Upon acceptance, final versions of long papers will be given one additional page – up to nine (9) pages of content plus unlimited pages for acknowledgments and references – so that reviewers’ comments can be taken into account. Final versions of short papers may have up to five (5) pages, plus unlimited pages for acknowledgments and references. For both long and short papers, all figures and tables that are part of the main text must fit within these page limits.

 

Furthermore, appendices or supplementary material will also be allowed ONLY in the final, camera-ready version, but not during submission, as papers should be reviewed without the need to refer to any supplementary materials.

 

Linguistic examples, if any, should be presented in the original language but also glossed into English to allow accessibility for a broader audience. 

Note that paper types are decisions made orthogonal to the eventual, final form of presentation (i.e., oral versus poster).

PAPER SUBMISSIONS AND TEMPLATES

Submission is electronic, using the Softconf START conference management system via the link:

https://softconf.com/lrec-coling2024/papers/

Both long and short papers must follow the LREC-COLING 2024 two-column format, using the supplied official style files. The templates can be downloaded from the Style Files and Formatting page provided on the website. Please do not modify these style files, nor should you use templates designed for other conferences. Submissions that do not conform to the required styles, including paper size, margin width, and font size restrictions, will be rejected without review.

AUTHOR RESPONSIBILITIES

Papers must be of original, previously-unpublished work. Papers must be anonymized to support double-blind reviewing. Submissions thus must not include authors’ names and affiliations.
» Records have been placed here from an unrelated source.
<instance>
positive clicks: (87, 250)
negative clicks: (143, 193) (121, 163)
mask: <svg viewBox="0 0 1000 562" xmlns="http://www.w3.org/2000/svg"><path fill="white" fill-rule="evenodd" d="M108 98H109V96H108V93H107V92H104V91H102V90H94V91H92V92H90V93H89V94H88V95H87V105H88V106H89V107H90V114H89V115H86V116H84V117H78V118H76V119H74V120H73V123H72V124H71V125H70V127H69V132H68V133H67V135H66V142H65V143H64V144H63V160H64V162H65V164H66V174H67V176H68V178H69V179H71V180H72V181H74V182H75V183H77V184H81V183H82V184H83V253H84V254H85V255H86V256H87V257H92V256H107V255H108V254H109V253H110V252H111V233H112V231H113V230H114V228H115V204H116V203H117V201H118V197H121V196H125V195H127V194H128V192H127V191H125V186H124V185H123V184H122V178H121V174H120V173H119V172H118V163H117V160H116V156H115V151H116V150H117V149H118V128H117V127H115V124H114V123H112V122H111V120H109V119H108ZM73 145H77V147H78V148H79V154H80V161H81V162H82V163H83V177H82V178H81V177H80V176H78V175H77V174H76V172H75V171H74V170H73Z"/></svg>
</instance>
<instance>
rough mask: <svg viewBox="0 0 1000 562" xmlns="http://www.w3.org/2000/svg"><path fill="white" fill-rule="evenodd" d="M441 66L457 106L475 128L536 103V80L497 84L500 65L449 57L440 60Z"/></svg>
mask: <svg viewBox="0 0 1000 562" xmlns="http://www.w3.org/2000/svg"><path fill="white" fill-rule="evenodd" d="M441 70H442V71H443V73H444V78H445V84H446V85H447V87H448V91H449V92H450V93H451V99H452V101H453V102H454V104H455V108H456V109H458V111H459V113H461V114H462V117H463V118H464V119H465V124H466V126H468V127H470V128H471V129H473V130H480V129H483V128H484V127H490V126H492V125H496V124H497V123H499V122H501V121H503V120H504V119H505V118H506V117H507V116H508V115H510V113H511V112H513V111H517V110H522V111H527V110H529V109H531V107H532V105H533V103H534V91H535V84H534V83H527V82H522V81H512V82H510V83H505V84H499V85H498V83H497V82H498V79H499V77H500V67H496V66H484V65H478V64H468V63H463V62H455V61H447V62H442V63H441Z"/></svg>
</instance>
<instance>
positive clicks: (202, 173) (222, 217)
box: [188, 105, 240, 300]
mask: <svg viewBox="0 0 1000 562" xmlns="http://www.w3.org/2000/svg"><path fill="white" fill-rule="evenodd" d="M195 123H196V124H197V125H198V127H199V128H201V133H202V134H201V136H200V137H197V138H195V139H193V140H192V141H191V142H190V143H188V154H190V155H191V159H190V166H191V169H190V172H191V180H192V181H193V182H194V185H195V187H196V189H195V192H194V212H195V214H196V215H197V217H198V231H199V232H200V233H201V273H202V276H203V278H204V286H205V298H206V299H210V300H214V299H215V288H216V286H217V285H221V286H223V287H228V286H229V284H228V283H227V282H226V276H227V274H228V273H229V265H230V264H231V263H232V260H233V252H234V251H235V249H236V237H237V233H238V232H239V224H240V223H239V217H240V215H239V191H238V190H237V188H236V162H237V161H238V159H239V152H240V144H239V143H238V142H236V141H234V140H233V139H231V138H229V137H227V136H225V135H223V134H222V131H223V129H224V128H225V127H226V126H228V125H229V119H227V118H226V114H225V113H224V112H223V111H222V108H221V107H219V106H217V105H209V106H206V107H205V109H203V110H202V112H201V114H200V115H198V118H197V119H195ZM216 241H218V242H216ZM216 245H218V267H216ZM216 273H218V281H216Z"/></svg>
The submissions should also avoid links to non-anonymized repositories: the code should be either submitted as supplementary material in the final version of the paper, or as a link to an anonymized repository (e.g., Anonymous GitHub or Anonym Share). Papers that do not conform to these requirements will be rejected without review.
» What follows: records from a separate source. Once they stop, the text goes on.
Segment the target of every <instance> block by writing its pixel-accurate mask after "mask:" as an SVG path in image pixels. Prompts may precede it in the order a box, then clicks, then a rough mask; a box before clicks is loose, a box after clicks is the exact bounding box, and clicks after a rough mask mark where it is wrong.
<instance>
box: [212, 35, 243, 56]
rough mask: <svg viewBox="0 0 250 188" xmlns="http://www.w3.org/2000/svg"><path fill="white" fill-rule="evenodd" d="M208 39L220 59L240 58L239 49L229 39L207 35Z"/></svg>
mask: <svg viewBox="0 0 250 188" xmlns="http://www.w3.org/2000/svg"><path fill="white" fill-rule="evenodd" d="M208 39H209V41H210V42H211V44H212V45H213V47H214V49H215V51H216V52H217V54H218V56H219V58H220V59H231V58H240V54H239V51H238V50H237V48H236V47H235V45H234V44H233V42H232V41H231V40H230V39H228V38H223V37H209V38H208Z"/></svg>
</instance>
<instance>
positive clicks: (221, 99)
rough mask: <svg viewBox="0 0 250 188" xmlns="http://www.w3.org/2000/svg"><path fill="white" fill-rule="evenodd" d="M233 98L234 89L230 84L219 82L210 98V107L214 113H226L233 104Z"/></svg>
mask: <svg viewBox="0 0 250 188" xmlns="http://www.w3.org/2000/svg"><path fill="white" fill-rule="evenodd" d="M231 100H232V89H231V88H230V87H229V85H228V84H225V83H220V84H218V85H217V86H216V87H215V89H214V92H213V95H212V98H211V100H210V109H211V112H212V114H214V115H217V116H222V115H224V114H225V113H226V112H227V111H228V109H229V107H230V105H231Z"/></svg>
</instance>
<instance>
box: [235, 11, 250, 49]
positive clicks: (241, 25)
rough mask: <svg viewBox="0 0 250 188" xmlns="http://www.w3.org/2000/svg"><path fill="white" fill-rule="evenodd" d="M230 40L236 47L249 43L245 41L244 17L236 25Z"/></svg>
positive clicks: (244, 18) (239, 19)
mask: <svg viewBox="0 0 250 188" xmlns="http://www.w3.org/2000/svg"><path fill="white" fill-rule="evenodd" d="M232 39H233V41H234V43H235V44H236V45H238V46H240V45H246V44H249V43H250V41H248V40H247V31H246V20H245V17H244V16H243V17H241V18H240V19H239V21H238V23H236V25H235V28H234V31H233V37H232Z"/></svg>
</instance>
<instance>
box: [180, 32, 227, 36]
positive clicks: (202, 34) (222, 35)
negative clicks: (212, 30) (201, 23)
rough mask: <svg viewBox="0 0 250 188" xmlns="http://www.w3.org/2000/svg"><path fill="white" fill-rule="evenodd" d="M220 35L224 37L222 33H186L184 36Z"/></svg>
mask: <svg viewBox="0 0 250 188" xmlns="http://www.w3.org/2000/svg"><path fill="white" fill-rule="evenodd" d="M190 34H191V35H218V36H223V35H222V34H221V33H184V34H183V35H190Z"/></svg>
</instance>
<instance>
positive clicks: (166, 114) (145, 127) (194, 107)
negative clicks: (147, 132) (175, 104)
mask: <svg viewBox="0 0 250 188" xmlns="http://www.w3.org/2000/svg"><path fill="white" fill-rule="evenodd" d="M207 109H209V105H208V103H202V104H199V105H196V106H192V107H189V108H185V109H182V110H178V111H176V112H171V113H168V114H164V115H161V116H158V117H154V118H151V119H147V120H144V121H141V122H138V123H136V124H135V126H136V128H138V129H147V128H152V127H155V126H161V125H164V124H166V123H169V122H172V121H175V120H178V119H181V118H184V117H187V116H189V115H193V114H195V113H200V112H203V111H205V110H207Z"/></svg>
If the paper is available as a preprint, this must be indicated on the submission form but not in the paper itself. In addition, LREC-COLING 2024 will follow the same policy as ACL conferences establishing an anonymity period during which non-anonymous posting of preprints is not allowed.
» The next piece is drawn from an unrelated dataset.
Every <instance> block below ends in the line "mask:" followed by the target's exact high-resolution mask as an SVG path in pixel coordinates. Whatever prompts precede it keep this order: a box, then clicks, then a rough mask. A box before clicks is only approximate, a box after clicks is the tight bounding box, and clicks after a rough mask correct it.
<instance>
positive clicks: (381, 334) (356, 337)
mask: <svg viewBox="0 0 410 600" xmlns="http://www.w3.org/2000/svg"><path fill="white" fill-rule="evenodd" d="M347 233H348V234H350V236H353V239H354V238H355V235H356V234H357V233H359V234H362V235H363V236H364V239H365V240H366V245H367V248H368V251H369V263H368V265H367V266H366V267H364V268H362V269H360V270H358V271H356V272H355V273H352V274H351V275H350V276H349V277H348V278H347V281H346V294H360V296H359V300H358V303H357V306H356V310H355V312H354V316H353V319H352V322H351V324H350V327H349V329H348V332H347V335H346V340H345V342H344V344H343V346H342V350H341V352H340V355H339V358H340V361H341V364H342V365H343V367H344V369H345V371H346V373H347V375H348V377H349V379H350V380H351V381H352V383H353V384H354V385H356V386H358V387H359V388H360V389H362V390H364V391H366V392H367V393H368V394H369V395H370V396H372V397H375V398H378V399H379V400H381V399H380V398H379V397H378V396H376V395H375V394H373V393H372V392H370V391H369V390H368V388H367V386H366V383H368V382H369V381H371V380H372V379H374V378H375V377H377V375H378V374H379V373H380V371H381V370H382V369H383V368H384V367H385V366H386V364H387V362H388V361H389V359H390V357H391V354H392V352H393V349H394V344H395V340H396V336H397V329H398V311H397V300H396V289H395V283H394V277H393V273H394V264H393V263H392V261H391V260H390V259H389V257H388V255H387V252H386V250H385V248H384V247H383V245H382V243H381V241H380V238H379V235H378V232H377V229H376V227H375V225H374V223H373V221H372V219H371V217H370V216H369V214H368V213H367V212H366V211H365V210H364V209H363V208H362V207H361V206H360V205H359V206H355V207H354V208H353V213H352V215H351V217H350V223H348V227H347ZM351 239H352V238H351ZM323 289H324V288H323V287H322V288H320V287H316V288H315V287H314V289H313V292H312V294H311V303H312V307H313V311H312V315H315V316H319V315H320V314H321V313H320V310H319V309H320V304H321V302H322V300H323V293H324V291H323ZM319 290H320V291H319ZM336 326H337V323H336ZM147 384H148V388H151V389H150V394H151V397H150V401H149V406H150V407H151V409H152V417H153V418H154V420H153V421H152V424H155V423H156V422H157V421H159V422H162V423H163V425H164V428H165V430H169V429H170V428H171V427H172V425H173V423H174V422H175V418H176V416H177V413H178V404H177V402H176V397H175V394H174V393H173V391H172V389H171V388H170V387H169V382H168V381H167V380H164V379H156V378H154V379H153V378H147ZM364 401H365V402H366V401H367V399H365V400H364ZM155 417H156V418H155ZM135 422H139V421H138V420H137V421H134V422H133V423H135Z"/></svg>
More specifically, direct submissions to LREC-COLING 2024 may not be made available online (e.g. via a preprint server) in a non-anonymized form after September 22, 11:59PM UTC-12:00 (for arXiv, note that this refers to submission time).

Also included in that policy are instructions to reviewers to not rate papers down for not citing recent preprints. Authors are asked to cite published versions of papers instead of preprint versions when possible.

Papers that have been or will be under consideration for other venues at the same time must be declared at submission time. If a paper is accepted for publication at LREC-COLING 2024, it must be immediately withdrawn from other venues. If a paper under review at LREC-COLING 2024 is accepted elsewhere and authors intend to proceed there, the LREC-COLING 2024 committee must be notified immediately

ETHICS STATEMENT

We encourage all authors submitting to LREC-COLING 2024 to include an explicit ethics statement on the broader impact of their work, or other ethical considerations after the conclusion but before the references. The ethics statement will not count toward the page limit (8 pages for long, 4 pages for short papers).

PRESENTATION REQUIREMENT

All papers accepted to the main conference track must be presented at the conference to appear in the proceedings, and at least one author must register for LREC-COLING2024. Papers will be presented either orally or as posters. The specific presentation modality of a paper will be decided based on its content, with no difference in quality implied. Papers that include a demonstration component will be presented as posters.

All papers accepted to the main conference will be required to submit a presentation video. The conference will be hybrid, with an emphasis on encouraging interaction between the online and in-person modalities, and thus presentations can be either on-site or virtual.